Oil prices are falling on Tuesday on signals that the stimulus measures in China are not enough to push the country’s economy and demand for oil to robust growth.
The day before, analysts at several investment banks, including Goldman Sachs Group Inc. worsened forecasts for the Chinese economy.
The People’s Bank of China (PBOC, the country’s central bank) on Tuesday lowered its benchmark one-year lending rate (LPR) by 10 basis points (bps) to 3.55% per year. The rate on five-year loans was lowered to 4.2 percent from 4.3 percent per annum, the NBK said in a statement. The rates were lowered for the first time since August 2022.
August Brent crude futures on London’s ICE Futures exchange were at $75.82 a barrel by 8:20 a.m. Tuesday, down $0.27 (0.35%) from the previous session’s closing price. Those contracts fell $0.52 (0.7%) to $76.09 a barrel on Monday.

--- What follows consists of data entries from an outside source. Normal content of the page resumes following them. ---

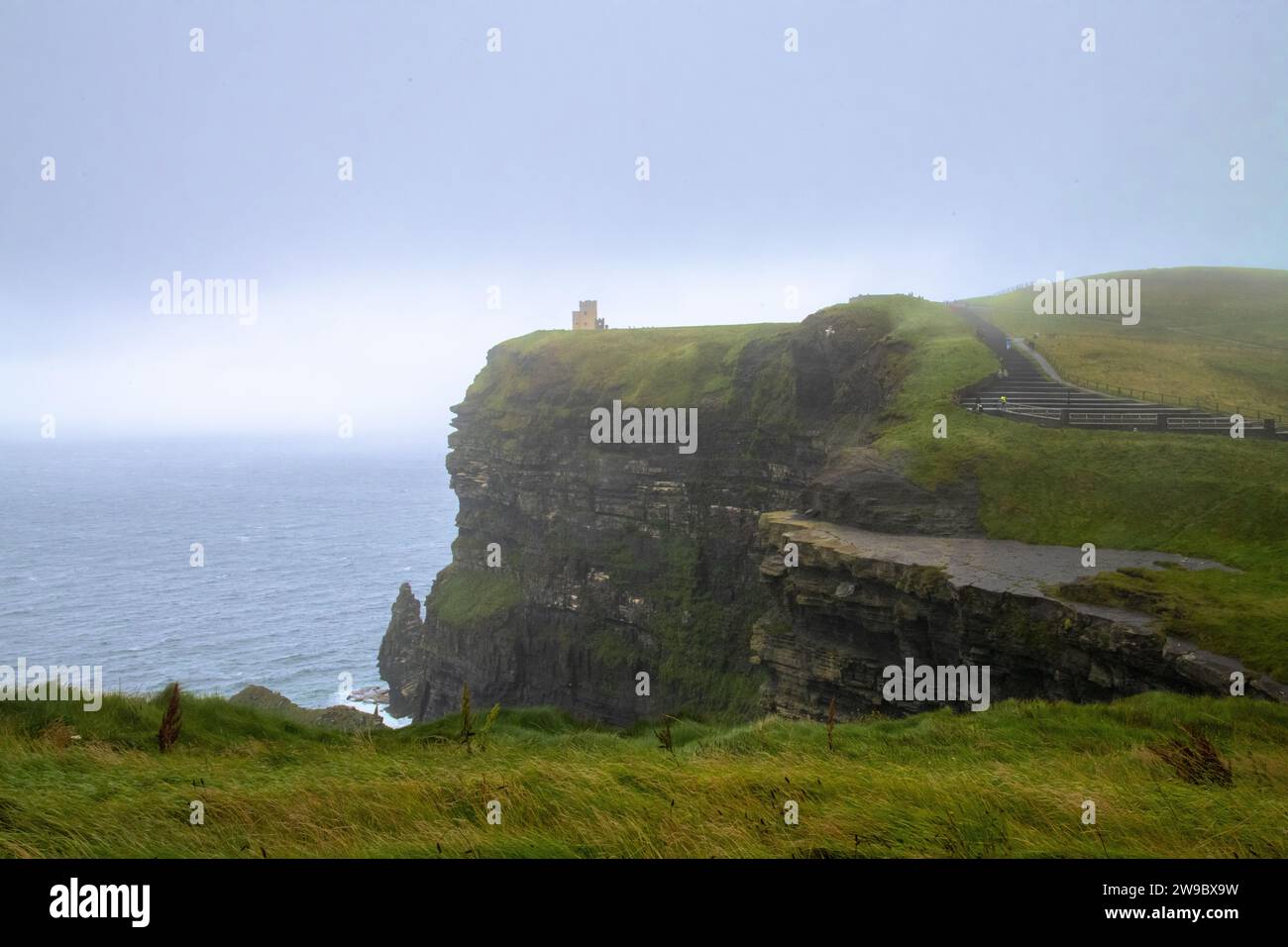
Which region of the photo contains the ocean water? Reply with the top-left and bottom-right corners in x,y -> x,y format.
0,438 -> 458,710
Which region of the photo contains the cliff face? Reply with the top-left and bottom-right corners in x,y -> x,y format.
380,305 -> 975,723
751,513 -> 1288,719
380,297 -> 1284,724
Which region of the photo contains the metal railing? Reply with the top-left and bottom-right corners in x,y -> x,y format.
1027,342 -> 1288,424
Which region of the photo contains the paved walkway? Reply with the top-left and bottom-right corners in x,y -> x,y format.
952,304 -> 1288,440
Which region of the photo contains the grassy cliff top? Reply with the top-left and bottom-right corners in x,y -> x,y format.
467,296 -> 935,414
467,322 -> 796,410
969,266 -> 1288,420
876,283 -> 1288,679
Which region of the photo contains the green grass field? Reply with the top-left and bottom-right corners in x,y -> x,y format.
969,266 -> 1288,421
0,694 -> 1288,858
860,290 -> 1288,679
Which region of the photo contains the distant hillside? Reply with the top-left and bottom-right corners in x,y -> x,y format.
969,266 -> 1288,420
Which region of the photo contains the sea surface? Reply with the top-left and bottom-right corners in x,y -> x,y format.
0,437 -> 458,710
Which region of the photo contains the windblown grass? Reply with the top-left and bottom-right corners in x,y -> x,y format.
0,694 -> 1288,858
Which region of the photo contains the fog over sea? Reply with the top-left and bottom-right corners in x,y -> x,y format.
0,437 -> 458,726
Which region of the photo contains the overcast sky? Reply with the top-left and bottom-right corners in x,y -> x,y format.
0,0 -> 1288,438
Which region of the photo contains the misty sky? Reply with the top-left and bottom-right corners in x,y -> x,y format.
0,0 -> 1288,438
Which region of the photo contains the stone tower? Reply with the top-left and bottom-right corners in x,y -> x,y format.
572,305 -> 608,330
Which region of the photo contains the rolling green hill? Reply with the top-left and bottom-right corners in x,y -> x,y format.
967,266 -> 1288,420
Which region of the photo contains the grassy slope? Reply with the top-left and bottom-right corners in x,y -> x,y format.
970,266 -> 1288,420
0,694 -> 1288,858
877,290 -> 1288,679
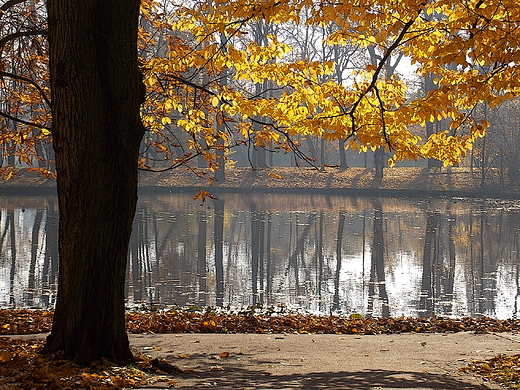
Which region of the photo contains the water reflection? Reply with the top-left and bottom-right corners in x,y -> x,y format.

The price of WTI crude futures for July at electronic trades of NYMEX fell by $0.9 (1.25%) to $70.88 per barrel by that time. The day before, WTI was not traded in the main due to a holiday in the U.S.
Oil prices may end in the negative for the second quarter in a row on the background of sufficient supply in the market and expectations of weakening demand in the context of tightening of monetary policy by the world’s major central banks.